Liu ne s’était pas rendue à Cupertino pour parler investissement ; elle souhaitait d’abord s’entretenir avec Tim Cook sur des sujets plus généraux comme le marché chinois et sur des opportunités de coopération entre les deux sociétés. « L’accord s’est réalisé à une vitesse éclair », dit-elle, « nous avons été très impressionnés par Tim. C’est un leader incroyable ». On ne lui connaissait pas non plus cette célérité dans le maniement du carnet de chèques.
Après cette rencontre, les équipes d’Apple et de Didi ont pris le relais pour organiser les choses. Elles ont montré « de grands talents dans l’exécution, elles ont été très professionnelles », s’est réjoui Liu qui est, par ailleurs, la fille du fondateur de Lenovo.
Ce milliard de dollars va permettre à Didi de poursuivre son extension en Chine, recruter de nouveaux chauffeurs, et faire connaitre ses prestations auprès des consommateurs (le service est présent dans 400 villes et assure 11 millions de voyages chaque jour). La somme d’Apple fait partie d’un nouveau tour de table de 3 milliards, qui valorise Didi à hauteur de 26 milliards. Avoir Apple dans son tour de table est aussi un atout auprès d’autres investisseurs qui auraient pu préférer donner de l’argent à Uber, le grand rival. Travis Kalanick, le patron du spécialiste américain du VTC, va d’ailleurs rencontrer Apple cette fin de semaine… La concurrence est féroce entre les deux sociétés sur le marché chinois.

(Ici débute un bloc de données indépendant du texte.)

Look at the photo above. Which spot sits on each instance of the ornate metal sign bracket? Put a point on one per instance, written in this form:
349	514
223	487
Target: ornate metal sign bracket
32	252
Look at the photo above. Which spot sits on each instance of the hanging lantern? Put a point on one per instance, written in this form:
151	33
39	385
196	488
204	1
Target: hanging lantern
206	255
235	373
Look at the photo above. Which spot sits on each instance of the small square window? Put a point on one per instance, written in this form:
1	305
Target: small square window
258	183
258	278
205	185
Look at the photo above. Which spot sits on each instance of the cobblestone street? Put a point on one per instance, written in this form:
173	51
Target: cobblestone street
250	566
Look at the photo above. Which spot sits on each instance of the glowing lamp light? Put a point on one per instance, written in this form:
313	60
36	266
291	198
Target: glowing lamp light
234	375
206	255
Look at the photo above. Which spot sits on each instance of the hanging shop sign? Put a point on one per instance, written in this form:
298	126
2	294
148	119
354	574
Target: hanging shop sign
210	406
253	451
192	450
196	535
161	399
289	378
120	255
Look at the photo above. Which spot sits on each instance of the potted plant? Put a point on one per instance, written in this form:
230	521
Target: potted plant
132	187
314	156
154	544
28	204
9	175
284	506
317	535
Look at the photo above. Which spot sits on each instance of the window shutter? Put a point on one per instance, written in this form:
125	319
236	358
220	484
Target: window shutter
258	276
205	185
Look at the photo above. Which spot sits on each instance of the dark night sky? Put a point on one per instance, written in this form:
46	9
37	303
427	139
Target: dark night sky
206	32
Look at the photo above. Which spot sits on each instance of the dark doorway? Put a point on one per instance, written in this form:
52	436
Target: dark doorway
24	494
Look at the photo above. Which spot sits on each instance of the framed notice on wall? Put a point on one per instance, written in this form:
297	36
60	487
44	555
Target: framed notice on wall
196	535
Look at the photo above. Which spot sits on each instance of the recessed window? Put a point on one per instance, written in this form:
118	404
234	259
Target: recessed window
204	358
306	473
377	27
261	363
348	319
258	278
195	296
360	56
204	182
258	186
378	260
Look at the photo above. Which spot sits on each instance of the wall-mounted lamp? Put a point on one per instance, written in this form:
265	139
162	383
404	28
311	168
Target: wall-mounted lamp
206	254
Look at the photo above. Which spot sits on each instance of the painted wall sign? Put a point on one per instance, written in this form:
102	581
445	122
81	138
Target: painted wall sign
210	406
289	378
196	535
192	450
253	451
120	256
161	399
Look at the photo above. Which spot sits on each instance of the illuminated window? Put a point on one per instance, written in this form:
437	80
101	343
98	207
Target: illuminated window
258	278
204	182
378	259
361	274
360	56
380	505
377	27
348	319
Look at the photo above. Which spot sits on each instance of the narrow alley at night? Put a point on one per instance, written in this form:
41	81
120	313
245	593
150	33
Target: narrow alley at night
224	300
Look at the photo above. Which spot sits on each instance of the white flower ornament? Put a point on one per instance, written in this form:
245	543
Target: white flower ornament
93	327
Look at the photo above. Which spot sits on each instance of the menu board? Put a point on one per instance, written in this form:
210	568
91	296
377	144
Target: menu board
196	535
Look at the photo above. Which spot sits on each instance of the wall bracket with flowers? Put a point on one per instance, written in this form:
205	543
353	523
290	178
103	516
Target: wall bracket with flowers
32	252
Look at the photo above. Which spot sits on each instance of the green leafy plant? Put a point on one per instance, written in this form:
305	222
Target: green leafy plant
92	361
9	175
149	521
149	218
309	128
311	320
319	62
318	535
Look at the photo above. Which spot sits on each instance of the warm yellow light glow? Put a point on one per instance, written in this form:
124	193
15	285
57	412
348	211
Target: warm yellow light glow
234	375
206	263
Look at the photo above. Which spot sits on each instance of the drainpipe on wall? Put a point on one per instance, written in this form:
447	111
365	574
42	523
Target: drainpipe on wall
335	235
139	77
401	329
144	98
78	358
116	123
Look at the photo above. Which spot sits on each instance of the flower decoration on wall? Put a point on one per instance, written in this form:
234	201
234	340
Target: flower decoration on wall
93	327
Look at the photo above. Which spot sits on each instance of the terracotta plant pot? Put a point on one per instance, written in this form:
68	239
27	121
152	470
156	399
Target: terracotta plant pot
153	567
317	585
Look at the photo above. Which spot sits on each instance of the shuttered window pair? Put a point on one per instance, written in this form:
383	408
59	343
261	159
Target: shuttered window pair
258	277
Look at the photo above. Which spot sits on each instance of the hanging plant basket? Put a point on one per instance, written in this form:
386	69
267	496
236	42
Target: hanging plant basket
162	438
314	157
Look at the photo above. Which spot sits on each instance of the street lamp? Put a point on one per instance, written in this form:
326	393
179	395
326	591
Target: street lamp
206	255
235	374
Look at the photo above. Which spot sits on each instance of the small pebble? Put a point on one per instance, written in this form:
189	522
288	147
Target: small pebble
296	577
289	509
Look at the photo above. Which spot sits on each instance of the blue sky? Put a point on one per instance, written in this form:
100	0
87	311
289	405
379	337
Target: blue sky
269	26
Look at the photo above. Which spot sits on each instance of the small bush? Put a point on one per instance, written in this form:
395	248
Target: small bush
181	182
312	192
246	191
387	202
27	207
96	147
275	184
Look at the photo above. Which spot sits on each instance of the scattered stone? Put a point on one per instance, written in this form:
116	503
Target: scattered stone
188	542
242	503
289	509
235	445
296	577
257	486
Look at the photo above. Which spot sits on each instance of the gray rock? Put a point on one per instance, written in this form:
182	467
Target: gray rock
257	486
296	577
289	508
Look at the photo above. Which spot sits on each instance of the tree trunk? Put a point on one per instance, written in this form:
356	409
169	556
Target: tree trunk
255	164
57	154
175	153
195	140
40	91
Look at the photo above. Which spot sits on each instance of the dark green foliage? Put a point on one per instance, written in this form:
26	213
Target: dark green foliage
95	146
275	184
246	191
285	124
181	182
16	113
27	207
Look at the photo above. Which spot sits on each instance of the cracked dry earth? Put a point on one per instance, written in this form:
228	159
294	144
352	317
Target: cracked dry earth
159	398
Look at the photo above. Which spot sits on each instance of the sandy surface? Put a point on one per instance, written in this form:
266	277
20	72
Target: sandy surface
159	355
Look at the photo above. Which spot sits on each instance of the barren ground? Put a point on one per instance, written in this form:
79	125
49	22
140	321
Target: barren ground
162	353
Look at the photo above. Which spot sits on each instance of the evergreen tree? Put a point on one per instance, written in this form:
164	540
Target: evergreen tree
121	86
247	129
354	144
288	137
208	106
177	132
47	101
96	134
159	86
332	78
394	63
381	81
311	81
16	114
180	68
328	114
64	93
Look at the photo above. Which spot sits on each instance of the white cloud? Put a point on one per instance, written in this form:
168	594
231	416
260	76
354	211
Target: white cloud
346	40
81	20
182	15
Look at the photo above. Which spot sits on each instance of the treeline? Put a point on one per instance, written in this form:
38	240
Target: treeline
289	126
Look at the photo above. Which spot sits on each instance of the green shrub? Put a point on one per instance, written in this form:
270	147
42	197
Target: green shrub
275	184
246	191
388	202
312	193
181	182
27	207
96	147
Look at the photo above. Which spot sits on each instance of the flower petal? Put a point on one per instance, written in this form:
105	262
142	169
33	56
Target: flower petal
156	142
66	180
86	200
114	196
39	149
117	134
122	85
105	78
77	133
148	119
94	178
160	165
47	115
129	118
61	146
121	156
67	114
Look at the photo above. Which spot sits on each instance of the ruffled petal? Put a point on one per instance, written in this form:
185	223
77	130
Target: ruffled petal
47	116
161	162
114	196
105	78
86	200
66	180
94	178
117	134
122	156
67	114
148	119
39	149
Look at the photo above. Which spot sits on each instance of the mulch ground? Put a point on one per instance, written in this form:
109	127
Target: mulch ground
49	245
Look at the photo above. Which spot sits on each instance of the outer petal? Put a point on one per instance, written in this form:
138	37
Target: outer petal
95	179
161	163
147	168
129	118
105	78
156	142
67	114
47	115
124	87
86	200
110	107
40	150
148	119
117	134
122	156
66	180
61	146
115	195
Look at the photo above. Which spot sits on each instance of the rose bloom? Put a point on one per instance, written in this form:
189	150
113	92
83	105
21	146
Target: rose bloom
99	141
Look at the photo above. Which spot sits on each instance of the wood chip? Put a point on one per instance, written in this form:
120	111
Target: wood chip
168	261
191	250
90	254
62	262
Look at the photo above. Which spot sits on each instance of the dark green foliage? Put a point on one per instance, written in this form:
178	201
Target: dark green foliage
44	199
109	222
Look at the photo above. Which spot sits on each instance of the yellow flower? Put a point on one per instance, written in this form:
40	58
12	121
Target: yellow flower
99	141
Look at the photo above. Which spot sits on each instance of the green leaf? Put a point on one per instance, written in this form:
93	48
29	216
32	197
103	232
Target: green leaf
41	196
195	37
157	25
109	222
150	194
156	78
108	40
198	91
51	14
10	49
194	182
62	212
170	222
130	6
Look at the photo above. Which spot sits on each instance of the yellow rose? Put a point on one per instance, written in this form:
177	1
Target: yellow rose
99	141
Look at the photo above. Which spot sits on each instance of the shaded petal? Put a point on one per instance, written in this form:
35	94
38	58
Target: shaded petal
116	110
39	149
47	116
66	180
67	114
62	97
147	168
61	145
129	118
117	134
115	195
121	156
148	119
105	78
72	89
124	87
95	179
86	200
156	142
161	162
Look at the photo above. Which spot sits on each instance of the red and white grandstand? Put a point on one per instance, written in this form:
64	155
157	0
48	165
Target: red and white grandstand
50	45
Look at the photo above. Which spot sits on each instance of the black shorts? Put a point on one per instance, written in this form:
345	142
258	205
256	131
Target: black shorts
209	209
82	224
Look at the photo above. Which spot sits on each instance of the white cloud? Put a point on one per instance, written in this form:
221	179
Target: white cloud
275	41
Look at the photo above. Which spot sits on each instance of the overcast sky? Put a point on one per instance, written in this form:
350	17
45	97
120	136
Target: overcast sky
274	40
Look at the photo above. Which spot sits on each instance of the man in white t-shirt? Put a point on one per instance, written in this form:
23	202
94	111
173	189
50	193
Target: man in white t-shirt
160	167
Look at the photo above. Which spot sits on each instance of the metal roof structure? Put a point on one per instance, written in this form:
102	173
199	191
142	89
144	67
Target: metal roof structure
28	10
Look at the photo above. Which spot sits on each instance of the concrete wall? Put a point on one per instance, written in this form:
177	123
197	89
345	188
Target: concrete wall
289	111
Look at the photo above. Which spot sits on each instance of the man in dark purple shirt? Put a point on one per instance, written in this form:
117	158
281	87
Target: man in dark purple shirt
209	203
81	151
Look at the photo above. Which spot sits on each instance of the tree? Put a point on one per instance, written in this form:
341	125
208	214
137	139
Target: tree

Apple met ici un pied dans un secteur qui lui était jusqu’à présent inconnu. La Pomme gagne, au prix fort certes, des alliés sur un marché chinois très important pour les ventes de ses produits. Didi compte en effet comme actionnaires Alibaba et Tencent, qui pourront se montrer d’une aide précieuse pour déployer plus largement Apple Pay et d’autres services. Sans oublier l’expérience dans les transports acquise auprès de Didi, ce qui ne sera pas une mauvaise chose si Apple devait un jour décider de se lancer dans la construction automobile.